The next step: Quit the object of your obsession — no easing out, no residual sleepovers. An all-or-nothing approach is crucial to breaking the addiction. "Every time you Google him, you're getting a little hit of dopamine, and your cravings only get stronger," says Fisher. De-Friend him, unfollow him, block him, delete his texts from your phone — the whole deal. Then vow not to contact him and that you won't respond if he contacts you.
"It helps to have friends hold you accountable," says Schwartz. "Tell them that you're not allowed to mention his name in their presence, and make them hold you to it." If you can't sleep or get work done or you're miserable for weeks on end, Moore recommends seeing a therapist who specializes in cognitive behavioral therapy. "The goal with CBT is to replace irrational thoughts — that you must be with someone to feel complete — with a healthier view of love," he explains.
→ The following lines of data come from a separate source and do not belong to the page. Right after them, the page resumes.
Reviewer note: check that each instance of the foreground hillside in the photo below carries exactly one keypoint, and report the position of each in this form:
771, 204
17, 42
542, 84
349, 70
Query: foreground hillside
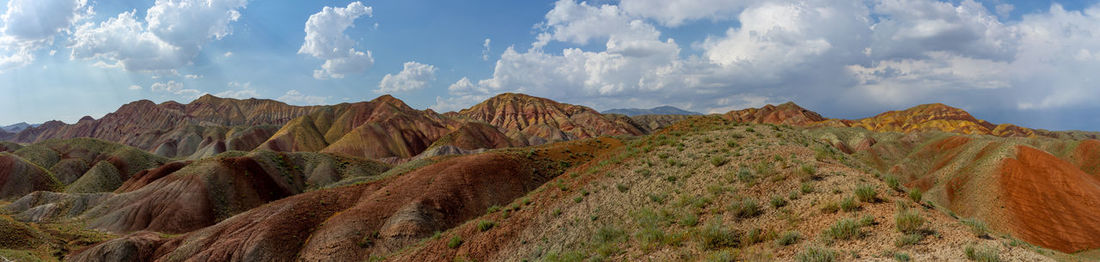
712, 189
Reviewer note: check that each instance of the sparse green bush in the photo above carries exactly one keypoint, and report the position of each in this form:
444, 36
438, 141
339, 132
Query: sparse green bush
690, 219
867, 193
902, 257
831, 207
977, 227
714, 236
485, 225
789, 238
454, 242
806, 187
816, 254
909, 239
909, 221
745, 208
721, 255
981, 254
915, 195
718, 161
849, 204
778, 202
892, 182
844, 229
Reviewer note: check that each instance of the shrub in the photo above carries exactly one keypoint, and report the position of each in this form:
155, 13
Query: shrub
789, 238
608, 233
689, 219
831, 208
454, 242
745, 208
866, 193
893, 183
849, 204
844, 229
902, 257
715, 237
485, 225
816, 254
977, 227
806, 187
722, 255
909, 239
745, 176
718, 161
915, 195
909, 221
754, 236
622, 188
981, 254
778, 202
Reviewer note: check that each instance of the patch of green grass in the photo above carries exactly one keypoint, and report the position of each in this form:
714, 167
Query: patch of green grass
778, 202
816, 254
867, 193
915, 195
831, 207
977, 227
909, 239
981, 254
844, 229
892, 182
789, 238
909, 221
485, 225
721, 255
806, 187
714, 236
902, 257
454, 242
849, 204
745, 208
719, 161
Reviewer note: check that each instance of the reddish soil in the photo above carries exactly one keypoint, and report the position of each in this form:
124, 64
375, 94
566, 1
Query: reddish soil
1087, 156
1053, 203
146, 176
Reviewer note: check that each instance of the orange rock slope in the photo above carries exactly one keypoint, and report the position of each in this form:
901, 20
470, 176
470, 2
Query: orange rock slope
932, 117
174, 129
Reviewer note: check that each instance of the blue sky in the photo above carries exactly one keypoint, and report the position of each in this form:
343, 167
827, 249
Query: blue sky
1029, 63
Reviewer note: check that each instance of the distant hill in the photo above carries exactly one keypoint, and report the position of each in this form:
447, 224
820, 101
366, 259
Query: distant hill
657, 110
18, 127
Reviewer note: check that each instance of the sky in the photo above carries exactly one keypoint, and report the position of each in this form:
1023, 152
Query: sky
1031, 63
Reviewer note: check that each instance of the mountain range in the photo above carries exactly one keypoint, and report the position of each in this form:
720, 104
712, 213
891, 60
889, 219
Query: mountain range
657, 110
520, 177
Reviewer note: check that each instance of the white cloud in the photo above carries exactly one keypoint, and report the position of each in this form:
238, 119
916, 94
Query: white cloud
485, 48
325, 40
172, 35
239, 90
296, 97
32, 24
675, 12
413, 77
176, 88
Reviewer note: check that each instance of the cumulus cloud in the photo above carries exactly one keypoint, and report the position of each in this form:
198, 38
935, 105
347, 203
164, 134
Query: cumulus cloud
485, 48
32, 24
239, 90
175, 88
172, 34
296, 97
325, 40
415, 76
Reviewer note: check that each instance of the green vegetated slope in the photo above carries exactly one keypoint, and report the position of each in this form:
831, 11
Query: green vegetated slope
716, 190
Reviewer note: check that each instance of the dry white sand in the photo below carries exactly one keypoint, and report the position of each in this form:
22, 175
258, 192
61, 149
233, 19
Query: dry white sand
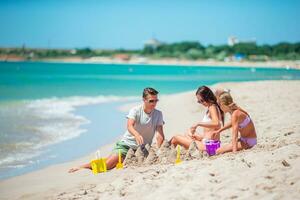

For Berlin, her tumultuous relationship ended when she discovered her boyfriend had done the thing she feared most: slept with his redheaded ex. Disgusted, Berlin started hanging out with nicer guys, including a work buddy who was the opposite of the cheater. "Ethan wasn't on my romantic radar at all," she admits. "But I was very much myself with him, and our friendship caught fire." It wasn't dramatic. There were no screaming fights or leaps from moving vehicles. "I wasn't afraid of losing him — and I fell for that sense of comfort and intimacy," Berlin says. So much so, that after dating for a year and a half, the two got married. "In every other relationship, I never fully felt that I had the person," she says. "But with Ethan, things felt solid, stable, and true. I never recognized that as love before, but now I know it's the real deal."